После начала восстания генерал-губернатором Виленской губернии был назначен генерал Михаил Муравьев (уже известный среди литовцев как «Вешатель»). Муравьев не колебался, назначая своим противникам максимальную меру наказания: в литовских землях было казнено, по меньшей мере, 129 человек, 972 — были осуждены на каторгу, 2956 — сосланы в Сибирь, 345 — отданы в солдаты, 864 — заключены в тюрьму и 4096 человек подвергнуты административной ссылке в другие части Российской империи, в результате чего они были вынуждены жить вдали от родины. Конфисковали около 1740 частных поместий действительных и предполагаемых участников восстания; около 6 тыс. жителей литовских земель погибли в сражениях с российской армией. С институциональной точки зрения расплатой за восстание стала широкомасштабная русификация, ставшая основой российской административной деятельности, особенно в области образования. Правительство также наложило значительные ограничения на участие католической церкви в начальном образовании и на ее контакты с другими церковными институтами, включая папский престол, в границах России. Само название «Литва» перестало существовать официально: в документах этот регион назывался «Северо-Западный край». Важное ограничение было наложено на печатное слово: на целых сорок лет после 1864 г. была запрещено публиковать какие-либо материалы на литовском языке с использованием латинского алфавита; в это время официально существовали лишь те литовские тексты, которые набирались кириллицей. Демонстрируя пренебрежение к этническим и языковым различиям между крестьянами, российские администраторы также запретили публикации на латгальском языке, который также основывался на латинском алфавите; таким образом, латышскоязычные латгалы приравнивались к литовцам. Эти суровые меры, направленные на культуру и интеллектуальную жизнь, конечно, не нанесли значительного ущерба давно существовавшей польской культуре: после разделов Польши конца XVIII в. значительная часть польского населения находилась на территориях Германии и Габсбургской империи, относительно спокойно относившихся к польской культуре. Но фактически все носители литовского языка жили на территории Российской империи, и все попытки подавить развитие языка и литературы с помощью новых государственных указов могли повлечь за собой катастрофические последствия, если бы население не принимало специальных мер, чтобы противостоять им.

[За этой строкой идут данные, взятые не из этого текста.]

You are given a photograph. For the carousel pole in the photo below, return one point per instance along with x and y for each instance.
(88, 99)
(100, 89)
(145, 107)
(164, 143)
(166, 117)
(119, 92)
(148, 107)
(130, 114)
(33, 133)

Указанные специальные меры дали имя следующим сорока годам литовской культурной истории — это был период контрабанды книг. Попытки такого рода предпринимались исключительно частными лицами: контрабандисты (книгоноши) находили поставщиков в литовских общинах Восточной Пруссии («Малой Литвы»), различными способами провозили нелегальный товар через российско-прусскую границу и распространяли книги среди литовского населения российских провинций. Существующая статистика (по определению недостоверная) говорит нам, что этот процесс начинался медленно — в первые десять лет на территорию Империи попало контрабандным путем всего 214 наименований книг, тогда как за весь период (1864–1904) общее количество наименований составило около 4100. Большинство из них поступали из типографий и издательств, находившихся в Восточной Пруссии, но в последние десятилетия около 780 книг были изданы литовскими эмигрантами в США. Российскому правительству удалось конфисковать около 200 тыс. экземпляров нелегально провезенных книг; это, вероятно, означало, что значительно большее их количество достигло своей цели. Масштаб сети книгонош остается неизвестным, но, согласно данным российской полиции, 2854 человека были задержаны за такую контрабанду (86 % из них были крестьянами, 6 — горожанами, 6 — дворянами и 2 % имели неопределенный статус). Правительство финансировало публикацию около 50 книг на литовском языке, где использовалась кириллица, но они не только не пользовались популярностью, но и в некоторых случаях сжигались в знак протеста. Российское правительство сделало несколько исключений, разрешив публикацию нескольких сборников литовских народных песен с использованием латиницы. Таким образом, термин «национальное пробуждение» не часто использовался литовцами по сравнению с его распространенностью в балтийских губерниях, поскольку наиболее выраженные аспекты этого пробуждения проявлялись на полностью нелегальной основе.